International Marketing in a Post-Pandemic World

Three practical ways to adapt your marketing to international audiences in a changing global environment.

Author: Anjia Nicolaidis       

international flags on flagpoles in from of building

In the current event landscape, the key to reaching — or exceeding — international attendance goals is developing relationships that last.

The pandemic slump is a thing of the past, even when it comes to international audiences. Many events are seeing equal — or, in some cases, greater — international numbers than 2019. But that doesn’t mean markets, messages, and promotional approaches should be the same as they were four years ago. Adjustments must be made to ensure participants are aware of events, that they have a successful experience and that they keep coming back.
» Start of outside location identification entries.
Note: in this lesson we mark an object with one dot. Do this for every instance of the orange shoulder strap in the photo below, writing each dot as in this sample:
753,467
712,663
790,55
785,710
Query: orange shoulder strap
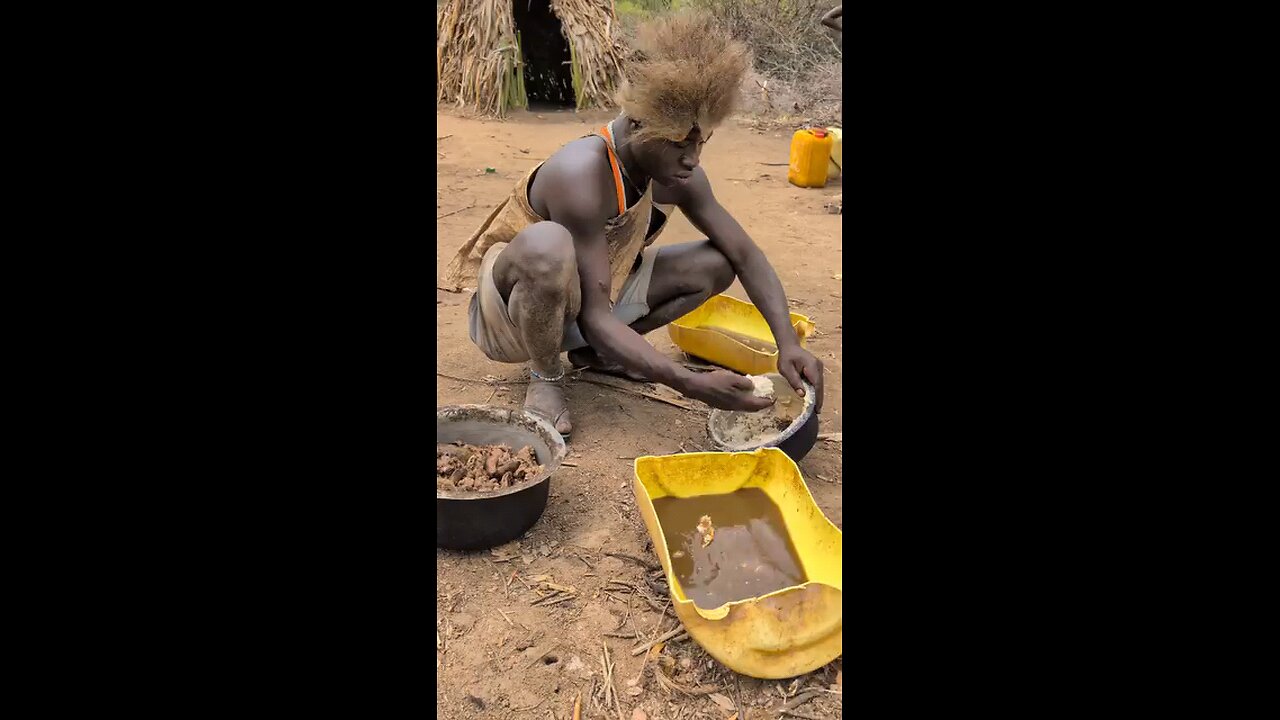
617,173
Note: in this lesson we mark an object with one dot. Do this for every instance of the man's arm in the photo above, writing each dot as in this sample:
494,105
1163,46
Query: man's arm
580,214
749,263
757,274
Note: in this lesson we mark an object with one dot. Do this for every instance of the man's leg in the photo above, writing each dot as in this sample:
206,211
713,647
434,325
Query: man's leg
536,276
684,277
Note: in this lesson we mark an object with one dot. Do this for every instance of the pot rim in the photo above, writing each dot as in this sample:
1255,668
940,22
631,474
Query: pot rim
810,401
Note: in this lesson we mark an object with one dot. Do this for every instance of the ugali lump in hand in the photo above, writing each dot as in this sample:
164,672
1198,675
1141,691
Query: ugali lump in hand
763,386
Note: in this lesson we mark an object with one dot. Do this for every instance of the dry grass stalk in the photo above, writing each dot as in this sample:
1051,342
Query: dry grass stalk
479,60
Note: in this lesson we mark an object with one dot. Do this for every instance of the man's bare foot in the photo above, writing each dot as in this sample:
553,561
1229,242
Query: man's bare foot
547,400
588,358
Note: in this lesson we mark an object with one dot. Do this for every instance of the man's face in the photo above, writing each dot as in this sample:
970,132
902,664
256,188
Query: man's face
672,163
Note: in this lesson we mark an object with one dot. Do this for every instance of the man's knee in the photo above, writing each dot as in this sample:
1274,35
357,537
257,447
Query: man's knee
716,268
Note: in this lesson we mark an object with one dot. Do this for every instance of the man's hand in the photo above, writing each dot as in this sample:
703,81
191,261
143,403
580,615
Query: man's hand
794,363
725,391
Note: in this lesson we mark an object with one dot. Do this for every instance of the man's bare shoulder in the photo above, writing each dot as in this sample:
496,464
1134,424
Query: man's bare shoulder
575,178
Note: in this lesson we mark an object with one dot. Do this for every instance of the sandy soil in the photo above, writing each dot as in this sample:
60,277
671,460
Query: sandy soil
506,657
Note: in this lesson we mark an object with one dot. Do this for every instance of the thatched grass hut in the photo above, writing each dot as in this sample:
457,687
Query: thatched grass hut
501,54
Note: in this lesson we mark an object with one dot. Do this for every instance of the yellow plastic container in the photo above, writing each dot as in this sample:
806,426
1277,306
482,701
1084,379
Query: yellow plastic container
836,163
780,634
810,154
693,335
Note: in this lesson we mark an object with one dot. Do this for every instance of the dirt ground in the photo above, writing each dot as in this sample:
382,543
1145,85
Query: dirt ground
501,656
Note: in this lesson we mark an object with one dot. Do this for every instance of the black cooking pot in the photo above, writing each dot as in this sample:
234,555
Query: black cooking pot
475,520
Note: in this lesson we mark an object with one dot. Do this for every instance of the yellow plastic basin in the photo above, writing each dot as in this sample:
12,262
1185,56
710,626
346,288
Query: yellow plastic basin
691,333
780,634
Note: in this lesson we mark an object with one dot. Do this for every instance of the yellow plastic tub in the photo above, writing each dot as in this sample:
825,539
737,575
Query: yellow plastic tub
780,634
694,335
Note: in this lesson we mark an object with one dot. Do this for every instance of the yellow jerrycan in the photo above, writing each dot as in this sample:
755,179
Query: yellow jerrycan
836,164
810,154
780,634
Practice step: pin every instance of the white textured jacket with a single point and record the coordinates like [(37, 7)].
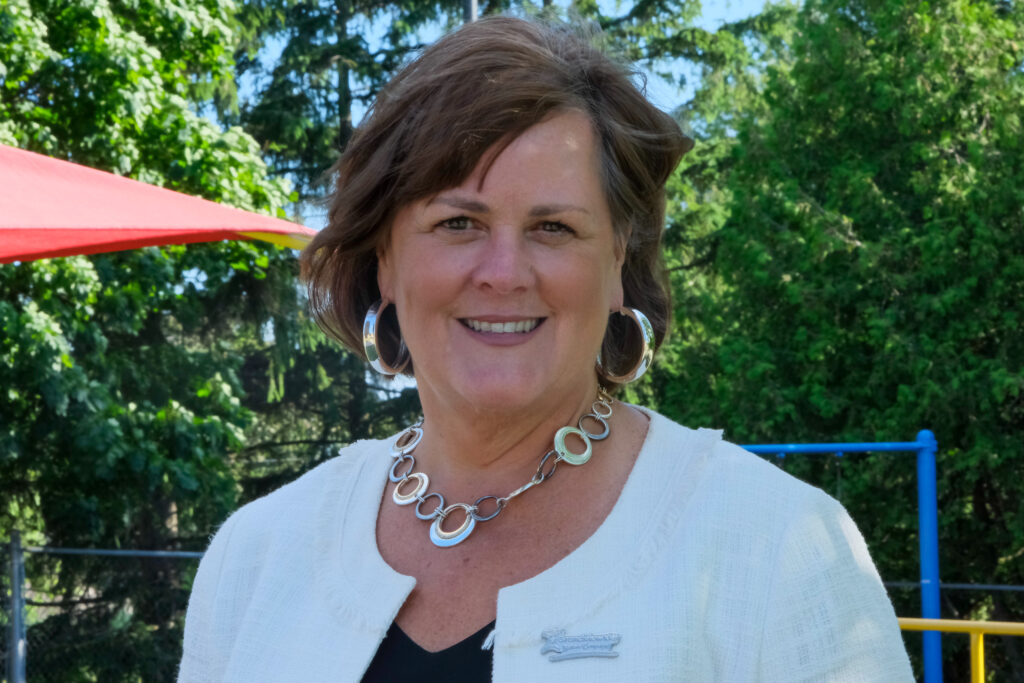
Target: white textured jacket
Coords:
[(713, 565)]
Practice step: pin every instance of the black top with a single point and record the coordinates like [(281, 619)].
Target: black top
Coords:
[(399, 658)]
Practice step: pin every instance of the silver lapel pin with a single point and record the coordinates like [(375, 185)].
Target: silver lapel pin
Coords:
[(561, 646)]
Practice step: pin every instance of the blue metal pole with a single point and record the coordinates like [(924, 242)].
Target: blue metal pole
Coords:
[(928, 531), (15, 637)]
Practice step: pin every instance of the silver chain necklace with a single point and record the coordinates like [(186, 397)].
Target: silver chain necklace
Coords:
[(402, 449)]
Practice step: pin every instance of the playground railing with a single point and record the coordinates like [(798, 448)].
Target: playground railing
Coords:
[(977, 630)]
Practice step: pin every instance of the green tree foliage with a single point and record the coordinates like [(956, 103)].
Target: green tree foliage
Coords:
[(334, 54), (143, 391), (865, 281)]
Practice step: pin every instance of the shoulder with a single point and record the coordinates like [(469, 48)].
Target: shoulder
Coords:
[(730, 475), (287, 517)]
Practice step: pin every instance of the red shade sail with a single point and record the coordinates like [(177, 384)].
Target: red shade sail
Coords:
[(50, 207)]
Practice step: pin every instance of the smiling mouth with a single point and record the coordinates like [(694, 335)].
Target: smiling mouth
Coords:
[(511, 327)]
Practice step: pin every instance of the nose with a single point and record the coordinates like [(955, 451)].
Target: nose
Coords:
[(504, 263)]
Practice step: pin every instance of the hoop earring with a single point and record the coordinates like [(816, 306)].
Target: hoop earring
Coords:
[(646, 350), (372, 348)]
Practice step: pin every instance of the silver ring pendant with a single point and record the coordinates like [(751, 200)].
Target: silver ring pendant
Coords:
[(394, 476), (544, 476), (565, 454), (422, 481), (421, 501), (443, 539), (413, 436), (598, 419)]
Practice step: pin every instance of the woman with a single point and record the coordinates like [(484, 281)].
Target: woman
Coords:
[(495, 229)]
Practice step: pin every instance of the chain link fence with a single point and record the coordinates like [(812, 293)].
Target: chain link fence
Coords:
[(95, 614)]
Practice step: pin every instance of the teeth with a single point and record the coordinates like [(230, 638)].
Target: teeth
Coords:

This new era brings new victories and new challenges. Visa wait times, as an example, are long and the U.S. State Department is still working on a backlog of applications. As a result, the markets organizers are prioritizing and how they’re reaching audiences are changing. Here are three practical ways to adapt to the new landscape and prepare for the future.

1. Invest in data tools and resources to get an accurate understanding of current international markets, audience segments, and demographics. The data should be tracked regularly, not just after an event. That way, a clear line of sight on how marketing efforts are impacting outcomes during the campaign becomes evident, and real-time changes can be made as needed. This information also can be used to keep event stakeholders, like exhibitors and exhibitor prospects, up to date with an accurate and compelling data story. The more they know about potential customers coming to the show, the more prepared they’ll be to optimize their interactions on-site.

2. Build out an ecosystem of in-market multipliers. Prospects want to know who else is going to an event, why they’re going, and what they’re saying about it. Word of mouth can spread more quickly globally if there are promotional partners in place to help. Reach out to in-market industry influencers, government agencies, media, counterpart trade associations, and industry business consultants. Collectively, these partners can help build brand equity and awareness; individually, they lend their channels to reach new audiences and prospects.

And, remember, these partnerships shouldn’t be transactional. To make them more substantive, learn about potential partners’ objectives and identify on-site opportunities for them to showcase their thought leadership and content. This deepens their investment and commitment to promoting the event.

3. Explore ways to extract additional value out of these partnerships. Leverage the in-market influence of partners to enhance campaign tactics. For example, incorporate delegation offers in paid digital advertising campaigns. This can capture email addresses and lead to conversions from priority markets. Also consider targeting emails to specific markets featuring in-market speakers, influencers, delegations, and even influential brands participating in the event. And consider providing direct marketing support to encourage partners to do more in-market promotion.

In the current event landscape, the key to reaching — or exceeding — international attendance goals is developing relationships that last. Investing the time and budget necessary to maximize your data capabilities and the power of partnerships upfront will help increase growth and reduce the costs of finding new partners down the road.

Anjia Nicolaidis is director of international strategy at mdg, A Freeman Company, a full-service marketing and public relations firm specializing in B2B events.